Alongside the Bank of England’s interest rate decision which saw rates remain on hold at 0.75% in a unanimous vote, Carney also highlighted the some of the challenges the UK economy could face in the outcome of a No-deal Brexit. These included a significant devaluation in the UK property market and falls in Sterling exchange rates, the latter of which will come as no surprise. The ‘worse case scenario’ outcomes were gauged in stress tests performed by the Bank of England in November, to ensure that the UK economy would be adequately prepared for Brexit, regardless of the outcome.
Despite gloomy predictions and potential challenges, Carney the Governor of the bank of England confirmed he would prolong tenure as governor until 2020.
The Bank of England’s test concluded that UK house prices would inevitably fall with the worse case scenario being by reductions of 35%. Its also understood that Carney informed the Brexit cabinet that Mortgage interest rates could spiral as high as 4%. Carney did, however, state that interest rates could be amended in response to the Brexit outcome.
Despite the attention-grabbing figures it’s important to highlight that this must be treated as a worst-case scenario rather than a Bank of England economic forecast.
Carney did, however, highlight that property price falls could be experienced in 2019 as the uncertainty could see potential property buyers become more tentative and delay purchasing. More positively, all of the UK’s major banks passed the stress test and would if needed to be able to navigate a harsh no-deal Brexit and continue lending.

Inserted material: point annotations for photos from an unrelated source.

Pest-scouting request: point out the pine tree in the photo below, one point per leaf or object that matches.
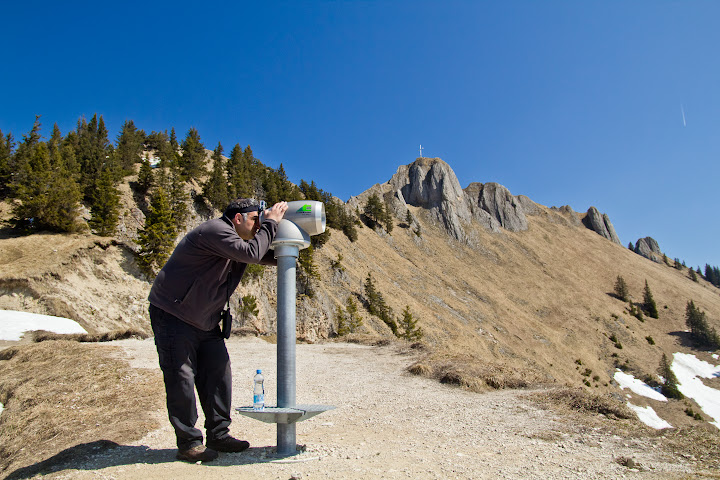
(669, 387)
(237, 177)
(353, 316)
(130, 146)
(105, 209)
(621, 289)
(157, 238)
(145, 176)
(92, 153)
(215, 189)
(343, 328)
(649, 304)
(411, 331)
(248, 308)
(179, 198)
(192, 162)
(374, 209)
(307, 271)
(388, 220)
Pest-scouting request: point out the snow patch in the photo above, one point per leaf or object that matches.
(648, 416)
(637, 386)
(14, 324)
(688, 369)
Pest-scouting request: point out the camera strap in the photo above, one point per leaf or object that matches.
(226, 317)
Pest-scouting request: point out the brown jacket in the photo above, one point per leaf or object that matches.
(193, 284)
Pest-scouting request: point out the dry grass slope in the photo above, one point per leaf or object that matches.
(61, 394)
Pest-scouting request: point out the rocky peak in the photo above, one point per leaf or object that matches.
(496, 202)
(600, 224)
(649, 248)
(431, 183)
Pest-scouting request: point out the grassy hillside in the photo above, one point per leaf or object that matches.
(512, 309)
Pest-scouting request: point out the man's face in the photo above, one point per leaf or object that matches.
(247, 228)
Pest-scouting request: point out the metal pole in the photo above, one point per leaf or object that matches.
(287, 261)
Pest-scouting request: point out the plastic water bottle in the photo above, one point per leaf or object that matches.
(258, 392)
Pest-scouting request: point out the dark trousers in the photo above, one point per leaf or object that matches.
(189, 358)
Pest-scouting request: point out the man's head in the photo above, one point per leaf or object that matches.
(244, 213)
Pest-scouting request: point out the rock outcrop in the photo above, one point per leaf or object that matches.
(431, 183)
(499, 203)
(649, 248)
(600, 224)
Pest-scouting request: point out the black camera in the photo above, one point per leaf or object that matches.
(226, 321)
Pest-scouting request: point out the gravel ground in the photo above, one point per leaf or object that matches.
(387, 424)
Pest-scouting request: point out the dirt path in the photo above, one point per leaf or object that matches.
(387, 424)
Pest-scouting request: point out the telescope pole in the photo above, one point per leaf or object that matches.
(287, 262)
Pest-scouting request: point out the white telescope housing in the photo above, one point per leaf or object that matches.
(303, 219)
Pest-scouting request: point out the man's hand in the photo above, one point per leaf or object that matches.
(276, 212)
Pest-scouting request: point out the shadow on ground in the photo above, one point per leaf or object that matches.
(105, 453)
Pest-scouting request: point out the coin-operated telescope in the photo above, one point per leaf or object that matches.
(302, 219)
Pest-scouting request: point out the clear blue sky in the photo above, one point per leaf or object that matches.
(576, 103)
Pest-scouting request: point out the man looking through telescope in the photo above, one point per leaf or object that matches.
(186, 307)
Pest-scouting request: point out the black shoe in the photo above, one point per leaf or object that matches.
(198, 453)
(228, 444)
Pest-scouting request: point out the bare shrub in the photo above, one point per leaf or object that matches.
(586, 402)
(59, 394)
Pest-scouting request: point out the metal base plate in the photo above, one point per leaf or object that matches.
(298, 413)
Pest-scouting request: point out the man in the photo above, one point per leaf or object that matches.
(186, 301)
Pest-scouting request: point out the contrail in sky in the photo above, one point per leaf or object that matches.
(682, 109)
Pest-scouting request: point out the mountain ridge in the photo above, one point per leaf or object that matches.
(500, 305)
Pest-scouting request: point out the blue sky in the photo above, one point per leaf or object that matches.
(566, 102)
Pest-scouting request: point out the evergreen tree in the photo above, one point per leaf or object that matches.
(157, 238)
(179, 198)
(105, 209)
(388, 219)
(215, 189)
(156, 141)
(307, 271)
(621, 289)
(411, 331)
(343, 328)
(649, 304)
(92, 153)
(669, 387)
(130, 143)
(145, 176)
(248, 308)
(192, 162)
(353, 316)
(374, 209)
(408, 219)
(237, 176)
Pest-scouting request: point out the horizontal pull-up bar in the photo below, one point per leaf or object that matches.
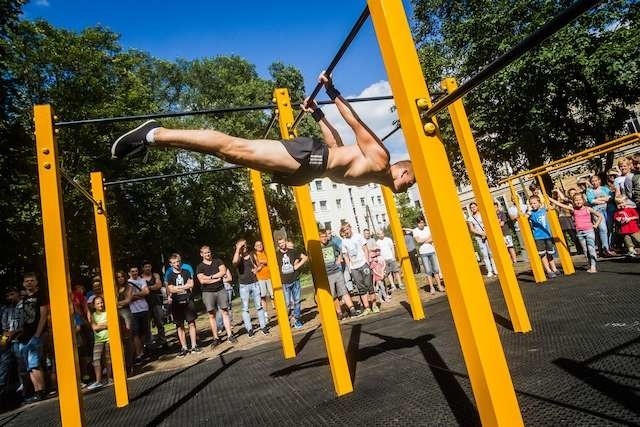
(544, 32)
(343, 48)
(213, 111)
(577, 157)
(171, 175)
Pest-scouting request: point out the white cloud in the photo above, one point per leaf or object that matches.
(375, 114)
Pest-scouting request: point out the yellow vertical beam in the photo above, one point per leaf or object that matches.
(413, 294)
(472, 315)
(109, 290)
(556, 232)
(330, 326)
(506, 273)
(529, 243)
(55, 245)
(286, 337)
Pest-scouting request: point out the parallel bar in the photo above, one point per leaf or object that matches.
(544, 32)
(55, 245)
(527, 235)
(110, 298)
(466, 292)
(328, 319)
(473, 165)
(343, 48)
(171, 175)
(410, 283)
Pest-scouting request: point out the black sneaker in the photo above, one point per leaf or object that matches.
(133, 143)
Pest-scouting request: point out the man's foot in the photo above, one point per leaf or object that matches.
(133, 143)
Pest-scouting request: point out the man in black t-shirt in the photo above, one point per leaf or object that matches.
(35, 310)
(289, 262)
(210, 273)
(179, 285)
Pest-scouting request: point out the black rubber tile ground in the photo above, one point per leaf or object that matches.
(579, 366)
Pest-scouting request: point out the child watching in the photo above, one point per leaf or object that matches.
(100, 342)
(582, 216)
(541, 234)
(627, 219)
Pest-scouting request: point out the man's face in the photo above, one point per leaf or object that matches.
(30, 283)
(206, 254)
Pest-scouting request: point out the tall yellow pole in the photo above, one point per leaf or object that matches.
(109, 290)
(473, 165)
(529, 243)
(413, 293)
(262, 211)
(330, 326)
(556, 232)
(472, 315)
(55, 245)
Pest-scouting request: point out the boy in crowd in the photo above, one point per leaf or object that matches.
(333, 265)
(180, 285)
(290, 260)
(542, 235)
(211, 272)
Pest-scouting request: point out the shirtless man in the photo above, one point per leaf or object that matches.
(292, 162)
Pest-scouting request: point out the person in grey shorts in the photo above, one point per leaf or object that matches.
(333, 265)
(210, 273)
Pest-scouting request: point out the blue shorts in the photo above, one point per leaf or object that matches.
(29, 354)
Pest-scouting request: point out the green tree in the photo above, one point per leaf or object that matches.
(572, 92)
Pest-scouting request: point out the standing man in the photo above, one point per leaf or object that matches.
(139, 312)
(422, 235)
(246, 264)
(333, 265)
(476, 226)
(210, 273)
(155, 301)
(388, 253)
(290, 260)
(264, 276)
(35, 310)
(356, 254)
(180, 285)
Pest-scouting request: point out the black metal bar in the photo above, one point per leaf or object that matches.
(544, 32)
(166, 114)
(345, 45)
(171, 175)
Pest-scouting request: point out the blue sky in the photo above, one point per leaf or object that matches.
(301, 33)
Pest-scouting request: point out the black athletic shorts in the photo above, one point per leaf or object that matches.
(311, 153)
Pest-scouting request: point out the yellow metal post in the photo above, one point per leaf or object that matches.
(110, 299)
(262, 212)
(55, 244)
(330, 326)
(472, 315)
(413, 293)
(556, 232)
(506, 273)
(529, 243)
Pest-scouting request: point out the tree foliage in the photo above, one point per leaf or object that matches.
(572, 92)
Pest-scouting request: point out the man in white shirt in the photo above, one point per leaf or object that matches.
(356, 255)
(388, 253)
(422, 236)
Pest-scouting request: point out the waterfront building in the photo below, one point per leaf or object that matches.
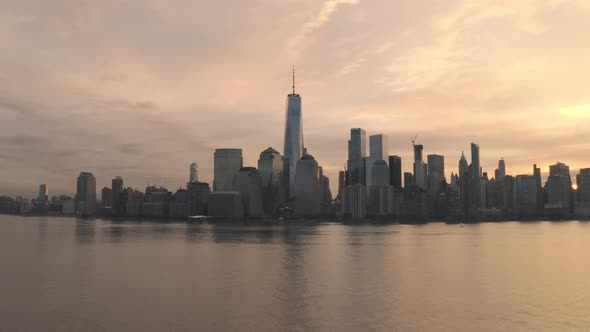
(355, 201)
(226, 164)
(475, 170)
(525, 196)
(582, 203)
(357, 152)
(225, 205)
(463, 166)
(43, 193)
(117, 189)
(381, 192)
(106, 197)
(193, 173)
(86, 195)
(420, 169)
(307, 187)
(559, 191)
(197, 198)
(248, 183)
(378, 150)
(293, 143)
(395, 171)
(270, 167)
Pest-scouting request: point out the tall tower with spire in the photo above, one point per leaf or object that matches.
(293, 148)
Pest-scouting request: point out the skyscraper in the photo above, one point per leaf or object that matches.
(43, 193)
(476, 174)
(357, 151)
(307, 187)
(378, 150)
(500, 173)
(226, 164)
(194, 173)
(436, 173)
(559, 191)
(249, 184)
(395, 171)
(117, 189)
(420, 171)
(293, 148)
(86, 194)
(270, 166)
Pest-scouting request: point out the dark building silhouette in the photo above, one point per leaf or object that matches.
(395, 171)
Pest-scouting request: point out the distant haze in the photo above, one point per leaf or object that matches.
(141, 88)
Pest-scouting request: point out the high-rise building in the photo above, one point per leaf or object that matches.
(43, 193)
(197, 198)
(226, 164)
(500, 173)
(381, 195)
(583, 182)
(86, 194)
(293, 148)
(395, 171)
(420, 170)
(194, 173)
(106, 197)
(476, 174)
(307, 187)
(249, 184)
(270, 166)
(341, 183)
(559, 191)
(116, 190)
(463, 166)
(525, 195)
(408, 179)
(357, 151)
(378, 150)
(436, 174)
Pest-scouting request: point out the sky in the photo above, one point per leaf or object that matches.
(142, 88)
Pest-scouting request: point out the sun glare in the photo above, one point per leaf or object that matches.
(580, 111)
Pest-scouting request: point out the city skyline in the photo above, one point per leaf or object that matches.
(151, 105)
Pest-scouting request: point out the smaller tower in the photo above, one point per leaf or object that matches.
(194, 173)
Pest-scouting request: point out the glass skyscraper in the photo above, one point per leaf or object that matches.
(293, 149)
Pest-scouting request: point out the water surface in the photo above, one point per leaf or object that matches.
(62, 274)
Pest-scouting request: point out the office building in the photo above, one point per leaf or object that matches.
(378, 150)
(226, 164)
(293, 144)
(116, 190)
(559, 192)
(525, 196)
(248, 183)
(436, 174)
(197, 198)
(193, 173)
(420, 170)
(270, 167)
(43, 193)
(86, 195)
(475, 170)
(395, 171)
(307, 187)
(357, 151)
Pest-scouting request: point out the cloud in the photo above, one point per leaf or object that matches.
(325, 13)
(142, 89)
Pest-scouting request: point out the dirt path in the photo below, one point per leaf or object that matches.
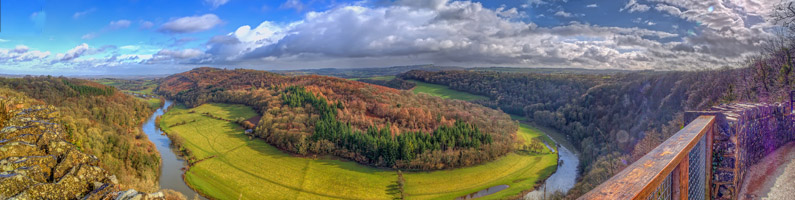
(773, 177)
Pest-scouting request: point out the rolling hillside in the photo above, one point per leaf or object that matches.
(373, 125)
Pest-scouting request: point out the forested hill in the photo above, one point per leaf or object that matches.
(100, 121)
(615, 119)
(366, 123)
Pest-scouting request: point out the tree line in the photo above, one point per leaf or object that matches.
(372, 125)
(99, 121)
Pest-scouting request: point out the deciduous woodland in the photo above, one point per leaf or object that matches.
(606, 116)
(369, 124)
(101, 121)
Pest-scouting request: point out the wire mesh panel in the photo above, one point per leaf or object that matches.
(663, 192)
(696, 188)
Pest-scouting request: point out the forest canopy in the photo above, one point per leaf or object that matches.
(373, 125)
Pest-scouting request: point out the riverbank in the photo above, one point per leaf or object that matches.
(170, 176)
(258, 170)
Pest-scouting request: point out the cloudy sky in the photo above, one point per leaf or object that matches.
(145, 37)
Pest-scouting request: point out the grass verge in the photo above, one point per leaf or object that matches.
(231, 166)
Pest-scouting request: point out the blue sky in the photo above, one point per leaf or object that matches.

In a bittersweet overview, it is reported that Governor Carney also highlighted the up-sides that Theresa May’s Chequers Brexit deal could add to the UK Economy. Reports in the financial times say that Carney estimates that a Chequers type plan could add a £16billion injection to the UK economy. The chequers type deal which could boost the economy would be based on the UK having access to a free trade for agriculture and goods. The forecast which estimated the UK economy could recuperate the 1% of its economic activity that has been lost since the 2016’s EU referendum outcome.
Many of the comments Carney presented to the Cabinet have been leaked with Mark Carney receiving praise from LBC radio presenter James O’Brien who dubbed the BOE Governor as more patriotic than the all of the pro-Brexit Tories.
O’Brien who has often eloquently described his fears following the EU referendum outcome whilst also disparaging many of his pro-Brexit readers’ arguments, occasionally in comical fashion.
The presenter openly applauding Carney’s worse case scenario assessment of a chaotic Brexit outcome on the UK economy. The presenter said that
“Mark Carney is probably doing more to safeguard the security in this country than anybody in Parliament’’ continuing O’Brien said
“He has got one of the toughest jobs in international finance as Brexit comes closer. He won’t walk away. That’s a sign to me of immense honour, loyalty and dedication to duty.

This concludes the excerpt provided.